If the county and beach municipalities can't capture comparable revenue from timeshare stays, then timeshare owners parasitically are feasting on public services that, strictly speaking, they don't pay to support.
Timeshare industry spokespeople argue, not wrongly, that they pay property taxes, on a per-unit basis, too. Those tax remittances, they say, are support enough for local government services devoted to tourism.
But upon closer scrutiny, this argument becomes clearly bogus. Hotel owners pay property taxes, too, but don't squawk too much about having to collect the accommodations tax. They know they benefit from it. If local governments didn't use accommodations tax revenue to keep up the beaches, provide public safety protection during tourism season, maintain the roads that lead to hotel driveways, provide tourists with events to attend and attract them to the Grand Strand to begin with, their businesses would wither and die.

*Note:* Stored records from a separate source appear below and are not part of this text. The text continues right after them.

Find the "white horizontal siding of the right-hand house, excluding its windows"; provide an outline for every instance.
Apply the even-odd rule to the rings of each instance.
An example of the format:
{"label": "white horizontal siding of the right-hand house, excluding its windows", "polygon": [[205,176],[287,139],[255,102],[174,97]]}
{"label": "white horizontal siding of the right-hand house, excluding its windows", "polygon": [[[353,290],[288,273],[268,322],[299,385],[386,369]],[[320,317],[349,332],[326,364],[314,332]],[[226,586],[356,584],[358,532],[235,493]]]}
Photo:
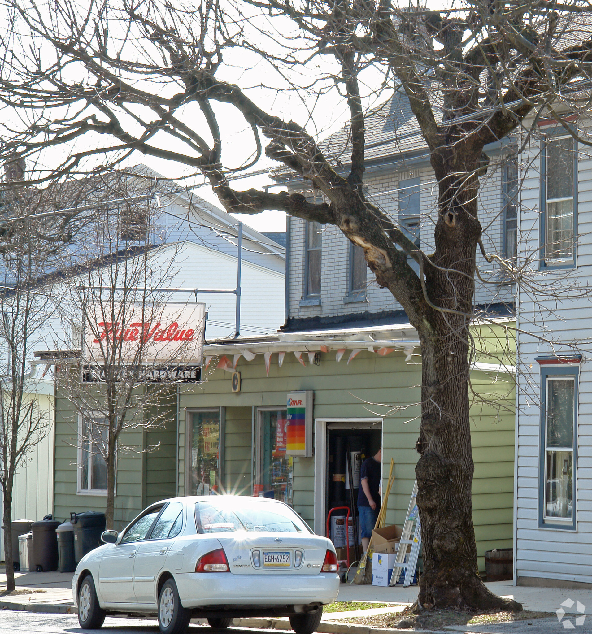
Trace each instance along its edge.
{"label": "white horizontal siding of the right-hand house, excluding its windows", "polygon": [[[541,152],[532,143],[522,158],[520,186],[518,261],[541,248]],[[530,292],[519,297],[517,346],[520,350],[517,387],[517,459],[515,566],[520,578],[544,578],[592,583],[592,367],[591,354],[582,352],[577,381],[577,467],[574,475],[574,501],[577,531],[539,527],[539,467],[541,451],[541,375],[537,356],[569,357],[571,342],[589,340],[590,301],[570,297],[570,285],[590,284],[592,277],[592,150],[581,147],[575,161],[577,183],[575,225],[577,268],[538,271],[531,260],[526,275],[564,289],[558,302],[552,293],[535,300]],[[538,277],[537,277],[538,276]],[[545,339],[553,340],[553,345]]]}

Oh, well. Given County Council's lack of resolve try to break out of the straitjacket in which the state has placed it, there's no point in excoriating members for blinking in the face of time-share industry pressure. But council members -- as well as their counterparts in Myrtle Beach, North Myrtle Beach and Surfside Beach -- might enlighten the rest of us on what other ideas they have for ensuring that tourists pay their fair share of the infrastructure that supports them. The money to support tourism has to come from somewhere -- other than local folks' taxes, which are high enough already. Get ready for the timeshare tax!